Following the first installment of a year-end interview on the global outlook, I turn in the second installment to the domestic economy.
Part 2. The US Economy
Q – As economic adviser to President Clinton, you oversaw one of the most prosperous periods in recent U.S. history. How do you assess the economic strategy of the Obama administration? What would you have done differently were you an adviser?
A – In my view President Clinton’s policies did contribute substantially to the outstanding performance of the American economy in the late 1990s. People did not give him enough credit at the time. (I myself had nothing to do with it, I assure you.)
The situation that President Obama inherited from the second President Bush was quite different from the situation that Bill Clinton had inherited from the father in January 1993. As of the day Obama took office in January 2009, the worst financial crisis since the 1930s was still underway, US GDP and employment were in free fall (the numbers turn out to have been much worse, even, than we knew at the time), and the budget deficit was skyrocketing. People like to say that a favorable judgment regarding Obama’s reaction rests solely on the unprovable proposition that the US would otherwise have experienced a Great Depression. But in fact a turnaround in the economic statistics is visible to the naked eye. GDP and the rate of job loss stabilized almost immediately after Inauguration Day and the recession ended in June 2009. In my view the three main reasons that things began to turn around so quickly were the Obama fiscal stimulus, the new improved TARP program, and continued innovative monetary expansion by the Fed.
A majority of Americans still don’t yet see it that way. Among other things, they haven’t seen the data on the 2009 turnaround and they don’t know that the US Treasury was paid back for the “bailouts” with a substantial overall profit.
So I think Obama’s policies did a lot of good during the first two years of his presidency. This is especially true if one includes two big longer-term reforms: the Affordable Care Act (“Obamacare”) and financial reform (the Dodd-Frank bill). But it is more difficult to attribute the path of the economy during 2011-2014 to the President, because the Republican Congress blocked almost every bit of legislation that he wanted during this period.

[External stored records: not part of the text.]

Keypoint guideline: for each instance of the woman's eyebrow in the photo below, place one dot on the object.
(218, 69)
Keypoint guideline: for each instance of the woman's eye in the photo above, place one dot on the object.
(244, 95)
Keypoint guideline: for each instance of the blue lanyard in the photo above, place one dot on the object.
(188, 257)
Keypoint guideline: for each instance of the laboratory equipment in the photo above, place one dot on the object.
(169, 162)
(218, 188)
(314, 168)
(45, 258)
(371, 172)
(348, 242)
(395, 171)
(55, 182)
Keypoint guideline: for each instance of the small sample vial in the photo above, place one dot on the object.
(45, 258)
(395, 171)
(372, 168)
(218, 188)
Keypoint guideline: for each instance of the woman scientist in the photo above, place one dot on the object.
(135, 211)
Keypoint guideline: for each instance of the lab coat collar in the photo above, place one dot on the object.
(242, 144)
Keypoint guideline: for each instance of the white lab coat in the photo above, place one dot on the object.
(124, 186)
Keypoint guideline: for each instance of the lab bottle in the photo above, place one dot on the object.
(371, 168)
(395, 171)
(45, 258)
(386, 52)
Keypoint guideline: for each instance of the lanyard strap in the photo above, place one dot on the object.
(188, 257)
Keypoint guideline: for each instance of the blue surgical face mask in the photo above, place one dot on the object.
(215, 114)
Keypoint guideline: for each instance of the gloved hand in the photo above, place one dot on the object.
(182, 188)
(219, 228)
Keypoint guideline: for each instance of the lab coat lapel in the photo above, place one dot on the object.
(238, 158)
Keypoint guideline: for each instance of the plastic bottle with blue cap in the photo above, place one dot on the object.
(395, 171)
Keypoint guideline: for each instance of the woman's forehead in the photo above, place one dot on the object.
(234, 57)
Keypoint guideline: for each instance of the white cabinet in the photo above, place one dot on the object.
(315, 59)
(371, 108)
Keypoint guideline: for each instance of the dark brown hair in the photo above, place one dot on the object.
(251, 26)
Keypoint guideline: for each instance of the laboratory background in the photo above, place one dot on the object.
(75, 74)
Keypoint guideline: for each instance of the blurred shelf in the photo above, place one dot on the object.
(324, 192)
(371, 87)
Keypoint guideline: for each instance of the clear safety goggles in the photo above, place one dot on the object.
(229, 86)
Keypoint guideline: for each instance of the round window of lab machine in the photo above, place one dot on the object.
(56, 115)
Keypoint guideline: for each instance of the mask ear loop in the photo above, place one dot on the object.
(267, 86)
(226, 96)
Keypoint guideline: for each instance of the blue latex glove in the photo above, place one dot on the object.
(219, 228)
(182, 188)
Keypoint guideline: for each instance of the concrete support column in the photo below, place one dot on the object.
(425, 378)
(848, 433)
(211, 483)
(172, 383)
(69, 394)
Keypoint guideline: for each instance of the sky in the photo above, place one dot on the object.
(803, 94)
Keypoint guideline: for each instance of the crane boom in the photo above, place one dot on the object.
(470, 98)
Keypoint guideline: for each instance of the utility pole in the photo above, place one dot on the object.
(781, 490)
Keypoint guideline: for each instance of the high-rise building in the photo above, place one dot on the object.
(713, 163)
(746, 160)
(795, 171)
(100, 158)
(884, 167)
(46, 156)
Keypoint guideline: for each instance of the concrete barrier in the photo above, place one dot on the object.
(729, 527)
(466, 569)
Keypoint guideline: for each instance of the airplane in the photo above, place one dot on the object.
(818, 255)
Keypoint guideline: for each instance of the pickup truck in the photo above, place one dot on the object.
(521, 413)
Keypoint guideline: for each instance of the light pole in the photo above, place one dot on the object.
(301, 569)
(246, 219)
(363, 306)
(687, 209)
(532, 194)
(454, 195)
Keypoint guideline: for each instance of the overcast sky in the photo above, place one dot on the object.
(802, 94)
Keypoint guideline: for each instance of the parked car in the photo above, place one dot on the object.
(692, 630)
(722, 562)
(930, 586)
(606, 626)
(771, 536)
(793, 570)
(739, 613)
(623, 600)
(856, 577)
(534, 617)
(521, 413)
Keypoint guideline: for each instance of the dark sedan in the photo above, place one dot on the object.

Q – What is the outlook for the US economy?
A – We should be able to grow at 3 per cent in 2015. In 2001, 2012, and 2013, economic growth was impaired by dysfunctional fiscal politics in Congress – fiscal cliffs, debt ceiling stand-offs, government shutdown, and sequesters. In my view that knocked at least one percentage point off of the growth rate in each of those years. This is a more obvious explanation for the slow pace of the recovery in those years than the secular stagnation hypothesis. In 2014 the Congress managed to refrain from actively impeding the economy in this way. I believe that is a major reason why economic growth in the second and third quarters of this past year was so much stronger than in the preceding three years. On top of that, we have had the frackingboom and lower oil prices. I see no reason why the good performance should not continue in 2015 – unless Congress screws it up again.
Q – If the Federal Reserve raises interest rates as expected in June 2015, might that choke off the recovery?
A – The Fed might in the end wait slightly longer. (There is no more sign of inflation now than there has been since the period of near-zero interest rates began.) But when the Fed does raise interest rates, it will be because the US economic recovery is very well-established. So that would be good news, not bad news.
Q – Name a threat to the global economy.
A – Many countries are hampered by their own politicians’ habit of following pro-cyclical fiscal policy. That is, they raise government spending and cut taxes in boom times, which exaggerates the upswing, and then cut spending and raise taxes in recessions, worsening the downturn. Exactly backwards.
Q – Upon release of Capital in the 21st Century by Thomas Piketty, capitalism again became a hotly debated topic around the world. Do you think the current global economic system is sustainable? What aspects could be improved?
A – No doubt one of the reasons that most Americans are skeptical of the economic recovery is that they don’t feel it because virtually all the gains have gone to the rich. Real median family income is still more than 8 per cent below where it was in 2000.
I disapprove of the recent increase in inequality in the US and other countries. But I do not see the inequality either as an inevitable aspect of capitalism nor as unsustainably containing the seeds of destruction of the system. Piketty’s book treats the big decline of inequality in the years 1913-1973 as a temporary reversal in a long-term trend toward unequal wealth that began in Jane Austen’s time, the early 19th century. To do so is to treat the rise of democracy as a temporary blip, which it is not. There is no reason why a democratic system cannot choose policies that give a good combination of growth in the overall size of the pie together with a somewhat more equal distribution of the pie. Scandinavian countries have done this in their own way. In the US case, I support such policies as universal pre-school education, universal health care insurance, expansion of the Earned Income Tax Credit, and a more progressive structure to the payroll tax, among others.